What about investing in people and more importantly investing in ourselves. There are givers and takers in this world (well demonstrated in Adam Grant’s Give and Take). We have a major problem that has been compounded by social media but is fundamental in nature. It is the core component of the need for acceptance. This is not a bad thing but needs to be analyzed and moderated. Some people strive to become chameleons of society and simply want to fit in at any cost and any environment. Others just want to look the part. Social media has exacerbated this into an epidemic, where life is defined for many by the number of “likes”, “views”, “hits” and “follows”. For others it is the inability to give a black and white answer, and the always giving a “PC”/ neutral answer. This may be great at first but is not sustainable over time, it becomes mentally and physically exhausting and will actually strain the relationships that are worth the investment.
This is true in business and your personal life. The saying from when we were kids is still true: “you can’t please everyone”, yet we make so many bad investments in trying to do so. There has to be reciprocation in a relationship personal or business at some point. We live in a “cut throat” world where the push for “success” and money and closing the deal or “keeping up with the Jones” has become the driver. This is bad for the “givers” as your kindness will be mistaken for weakness. You will have the tendency to be taken advantage of in your personal and business life. You must identify this when it occurs and either continue or draw a boundary.

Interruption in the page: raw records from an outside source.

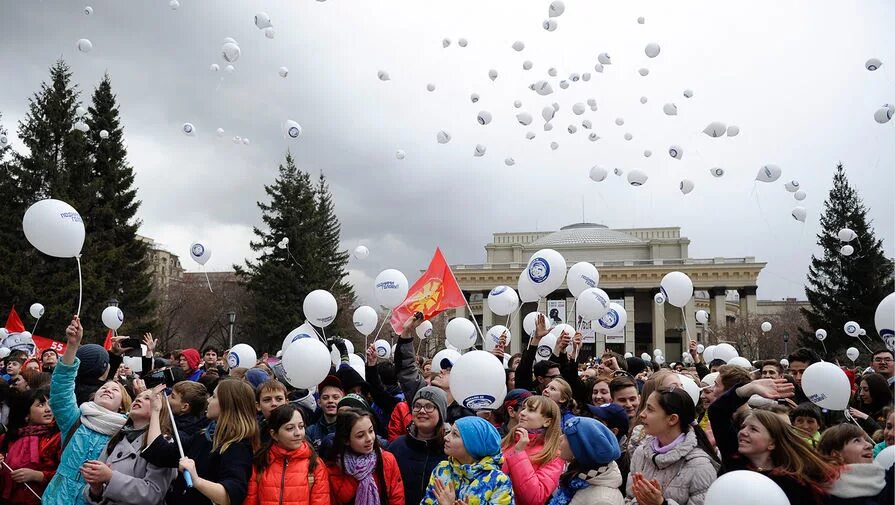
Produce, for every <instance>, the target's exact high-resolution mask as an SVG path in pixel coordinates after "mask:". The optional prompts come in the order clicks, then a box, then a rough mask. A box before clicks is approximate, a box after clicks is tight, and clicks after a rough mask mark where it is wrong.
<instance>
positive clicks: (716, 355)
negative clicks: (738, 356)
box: [713, 344, 740, 363]
mask: <svg viewBox="0 0 895 505" xmlns="http://www.w3.org/2000/svg"><path fill="white" fill-rule="evenodd" d="M739 355H740V353H738V352H737V350H736V348H734V347H733V346H732V345H730V344H718V345H716V346H715V349H714V355H713V358H714V359H720V360H723V361H724V362H725V363H727V362H729V361H730V360H732V359H733V358H736V357H737V356H739Z"/></svg>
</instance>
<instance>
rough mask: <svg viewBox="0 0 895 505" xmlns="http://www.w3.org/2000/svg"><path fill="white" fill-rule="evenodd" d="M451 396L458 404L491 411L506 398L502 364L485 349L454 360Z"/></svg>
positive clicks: (478, 410) (504, 380)
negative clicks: (456, 361)
mask: <svg viewBox="0 0 895 505" xmlns="http://www.w3.org/2000/svg"><path fill="white" fill-rule="evenodd" d="M451 395H452V396H453V397H454V399H455V400H456V401H457V403H459V404H460V405H462V406H464V407H466V408H468V409H470V410H473V411H479V410H493V409H496V408H498V407H500V406H501V405H503V400H504V397H506V372H504V369H503V363H501V362H500V360H498V359H496V358H495V357H494V355H493V354H491V353H490V352H486V351H470V352H468V353H466V354H464V355H463V356H460V359H458V360H457V362H456V363H454V367H453V369H452V370H451Z"/></svg>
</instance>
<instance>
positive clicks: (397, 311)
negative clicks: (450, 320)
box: [389, 248, 466, 335]
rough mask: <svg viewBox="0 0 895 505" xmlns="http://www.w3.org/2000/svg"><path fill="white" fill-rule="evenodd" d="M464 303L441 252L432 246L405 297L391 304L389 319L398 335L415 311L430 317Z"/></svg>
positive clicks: (451, 274) (446, 262) (424, 317)
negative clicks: (426, 267)
mask: <svg viewBox="0 0 895 505" xmlns="http://www.w3.org/2000/svg"><path fill="white" fill-rule="evenodd" d="M464 305H466V297H464V296H463V292H462V291H460V286H459V285H458V284H457V279H455V278H454V273H453V272H451V267H449V266H448V264H447V262H446V261H445V260H444V256H442V255H441V249H438V248H436V249H435V256H433V257H432V261H431V262H429V268H428V269H427V270H426V272H425V273H423V275H422V276H421V277H420V278H419V279H417V281H416V282H414V283H413V286H410V290H408V291H407V298H405V299H404V301H403V302H401V305H398V306H397V307H395V309H394V310H393V311H392V317H391V319H390V320H389V322H390V323H391V325H392V329H393V330H395V333H397V334H399V335H400V334H401V332H402V331H403V330H404V323H405V322H406V321H407V320H408V319H410V318H411V317H412V316H413V314H415V313H417V312H422V313H423V317H424V318H425V319H430V318H432V317H433V316H436V315H438V314H440V313H441V312H443V311H445V310H447V309H454V308H457V307H462V306H464Z"/></svg>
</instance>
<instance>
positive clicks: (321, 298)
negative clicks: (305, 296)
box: [302, 289, 339, 328]
mask: <svg viewBox="0 0 895 505" xmlns="http://www.w3.org/2000/svg"><path fill="white" fill-rule="evenodd" d="M338 310H339V305H338V303H336V297H334V296H333V295H332V293H330V292H329V291H326V290H323V289H315V290H314V291H311V292H310V293H308V296H306V297H305V299H304V301H303V302H302V311H303V312H304V314H305V317H306V318H308V321H309V322H310V323H311V324H313V325H314V326H319V327H321V328H325V327H327V326H329V325H330V324H332V322H333V321H335V320H336V313H337V312H338Z"/></svg>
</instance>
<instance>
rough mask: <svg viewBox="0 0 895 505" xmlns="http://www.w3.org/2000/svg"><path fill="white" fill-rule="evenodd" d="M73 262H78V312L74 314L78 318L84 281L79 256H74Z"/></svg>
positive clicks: (83, 292) (81, 297)
mask: <svg viewBox="0 0 895 505" xmlns="http://www.w3.org/2000/svg"><path fill="white" fill-rule="evenodd" d="M75 261H77V262H78V311H77V312H75V314H77V315H78V316H80V315H81V301H82V300H83V298H84V280H83V277H82V276H81V255H78V256H75ZM35 326H36V325H35Z"/></svg>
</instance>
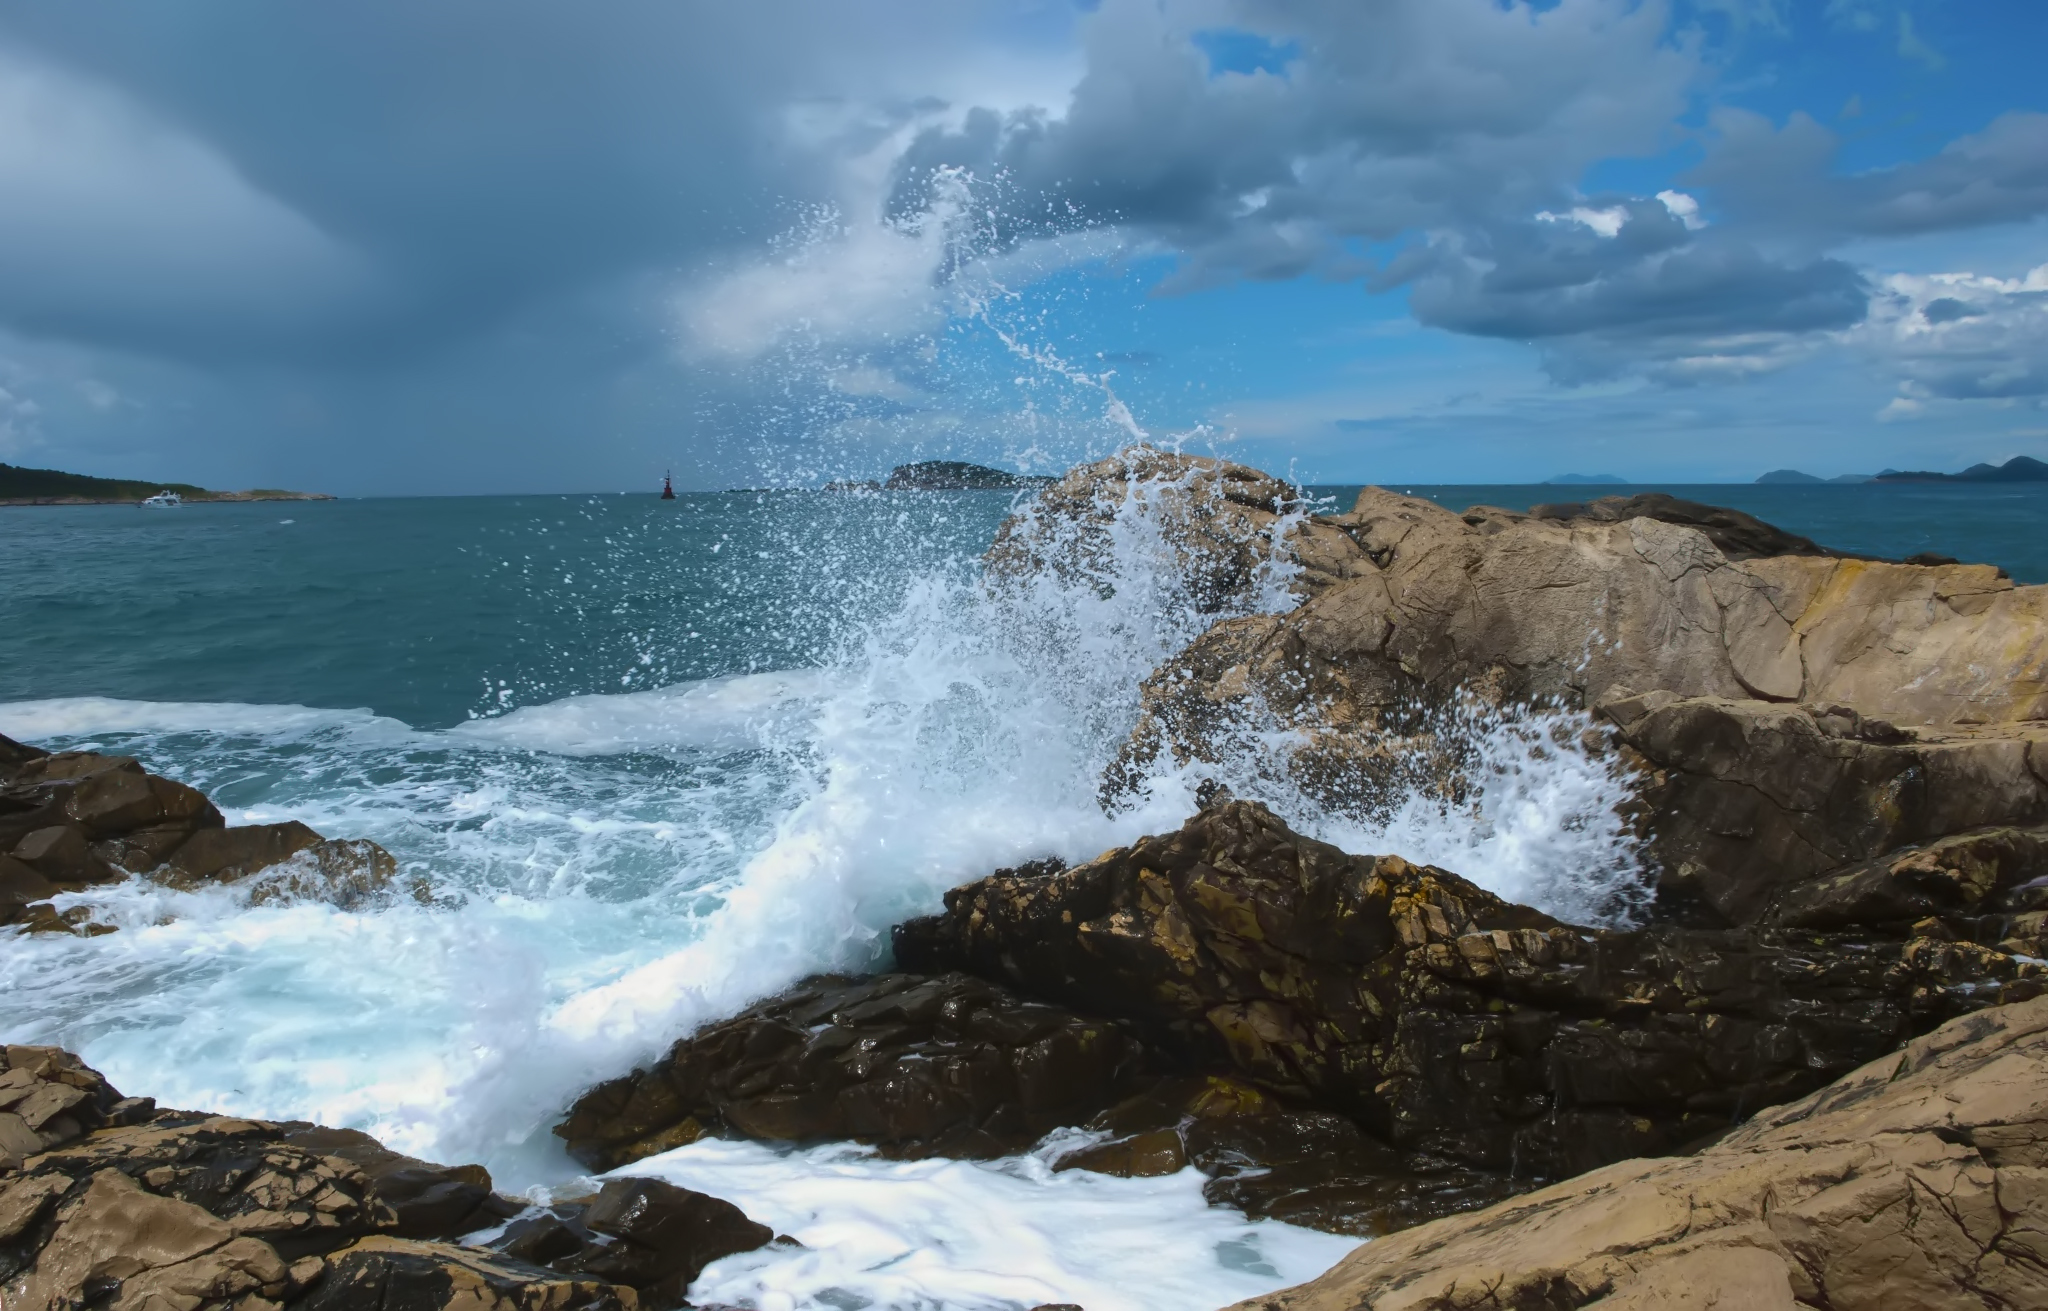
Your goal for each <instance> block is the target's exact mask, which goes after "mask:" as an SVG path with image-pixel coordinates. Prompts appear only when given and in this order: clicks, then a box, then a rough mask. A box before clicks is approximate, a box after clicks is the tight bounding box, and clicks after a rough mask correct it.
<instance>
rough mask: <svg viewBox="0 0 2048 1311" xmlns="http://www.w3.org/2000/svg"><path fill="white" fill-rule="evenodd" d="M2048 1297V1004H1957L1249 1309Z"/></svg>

Interestingly, when you choose to draw a boundary, the “taker” will generally try to play the victim. Strange how that occurs. You will often find out who is true and who is not. Many have a hidden agenda or motive that your boundary will expose.
For those that insist of “sucking the life” out of a relationship, riding on coattails, or getting mileage out of someone for gain---you need to limit and greatly moderate this. Why do I not say STOP it all together, because that is not going to happen and there are short bursts of time when this may be necessary. However, if you do it too long and too frequently, you will soon develop a reputation.
So, to decrease your stress and increase your longevity, make smarter investments with people, friends and business relationships.
Things to remember:
· You are not for everyone
· Don’t waste energy on meaningless friendships, relationships, forced interactions or unnecessary conversations
· You will say the wrong thing and irritate someone
· Life is short
· Some people and clients are seasonal, learn to let go and move on
· Ask yourself if the deck was stacked against me, who and how many would be there
· People are inherently selfish, they just are. It takes work to not be that way
· What goes around, comes around---We all must answer one day
· It is lonely at the top
· What will you be remembered for or by
Al Capone said- Don’t mistake my kindness for weakness. I am kind to everyone, but when someone is unkind to me, weak is not what you are going to remember.